Wenn es den Menschen gut geht, wenn sie das haben, was sie auch brauchen, wenn es fair und gerecht zugeht, dann sind wir auch stärker. Wir brauchen Signale in unsere Region, dass die Menschen nicht allein gelassen werden.
Und was macht ihr vor Ort?
Da versuchen wir, die drohende Katastrophe zusammen abzuwenden und mit dem Aufstiegsplan unserer Oberbürgermeisterkandidatin eine positive Perspektive aufzubauen. Trotz begrenzter Mittel investieren wir in Kultur, Infrastruktur und Bildung.
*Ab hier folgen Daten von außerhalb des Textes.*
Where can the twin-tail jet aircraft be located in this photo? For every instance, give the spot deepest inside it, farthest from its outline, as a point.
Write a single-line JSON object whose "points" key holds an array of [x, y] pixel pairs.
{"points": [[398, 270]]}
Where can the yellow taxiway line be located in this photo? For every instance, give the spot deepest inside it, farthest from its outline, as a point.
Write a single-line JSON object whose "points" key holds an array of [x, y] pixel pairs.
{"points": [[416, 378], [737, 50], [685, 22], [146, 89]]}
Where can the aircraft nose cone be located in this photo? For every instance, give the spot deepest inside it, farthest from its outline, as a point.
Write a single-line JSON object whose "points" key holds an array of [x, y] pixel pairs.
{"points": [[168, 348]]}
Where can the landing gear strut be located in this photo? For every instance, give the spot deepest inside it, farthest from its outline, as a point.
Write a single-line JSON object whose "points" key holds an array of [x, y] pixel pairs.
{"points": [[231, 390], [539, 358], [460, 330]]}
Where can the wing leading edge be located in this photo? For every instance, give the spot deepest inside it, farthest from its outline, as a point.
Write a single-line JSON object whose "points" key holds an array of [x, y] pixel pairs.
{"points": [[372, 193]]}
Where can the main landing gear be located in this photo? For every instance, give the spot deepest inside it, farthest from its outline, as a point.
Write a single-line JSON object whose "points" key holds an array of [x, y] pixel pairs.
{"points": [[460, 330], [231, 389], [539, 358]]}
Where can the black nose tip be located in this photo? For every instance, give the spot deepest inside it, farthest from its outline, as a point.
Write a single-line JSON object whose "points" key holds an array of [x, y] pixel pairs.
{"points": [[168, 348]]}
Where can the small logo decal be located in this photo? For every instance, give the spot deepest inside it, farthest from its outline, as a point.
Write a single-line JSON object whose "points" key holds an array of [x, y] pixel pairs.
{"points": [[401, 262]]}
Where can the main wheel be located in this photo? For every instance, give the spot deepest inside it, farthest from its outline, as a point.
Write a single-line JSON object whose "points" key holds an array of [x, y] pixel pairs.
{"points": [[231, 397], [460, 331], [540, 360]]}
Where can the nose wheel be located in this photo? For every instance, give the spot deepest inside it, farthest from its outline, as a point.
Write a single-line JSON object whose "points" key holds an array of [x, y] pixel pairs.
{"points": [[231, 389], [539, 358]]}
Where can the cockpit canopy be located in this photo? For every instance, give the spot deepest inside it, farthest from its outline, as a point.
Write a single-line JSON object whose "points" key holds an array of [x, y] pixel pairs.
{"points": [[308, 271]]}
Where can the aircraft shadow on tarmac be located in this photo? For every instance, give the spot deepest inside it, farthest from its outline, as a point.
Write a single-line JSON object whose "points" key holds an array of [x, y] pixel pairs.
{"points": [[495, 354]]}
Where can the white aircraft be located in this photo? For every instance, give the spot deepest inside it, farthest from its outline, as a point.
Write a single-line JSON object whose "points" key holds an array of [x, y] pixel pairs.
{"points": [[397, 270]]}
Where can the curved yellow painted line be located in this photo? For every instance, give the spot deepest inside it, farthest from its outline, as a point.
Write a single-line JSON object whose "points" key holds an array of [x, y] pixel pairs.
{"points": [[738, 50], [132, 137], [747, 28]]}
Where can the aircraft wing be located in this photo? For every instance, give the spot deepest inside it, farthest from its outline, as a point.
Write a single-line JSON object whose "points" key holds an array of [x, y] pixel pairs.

Wir haben Projekte wie den Bildungscampus, der Bildungseinrichtungen, Berufsschulen, Gewerkschaften, Universitäten und Arbeitgebern zusammenbringt, um die Übergänge für junge Menschen zu erleichtern.
Wie versucht ihr, speziell junge Menschen von euch zu überzeugen?
Gute Schulen, gute Arbeitsplätze, bezahlbare Mieten, eine ordentliche Stadt, in der wir zusammenhalten. Wir haben als bisher einzige Stadt im Ruhrgebiet die Kita-Gebühren abgeschafft, das ist auch ein Signal an junge Eltern. Wir versuchen jungen Menschen, mit unserer Politik zu sagen: Ihr müsst nicht wegziehen aus Gelsenkirchen, wenn ihr ein gutes Leben aufbauen wollt.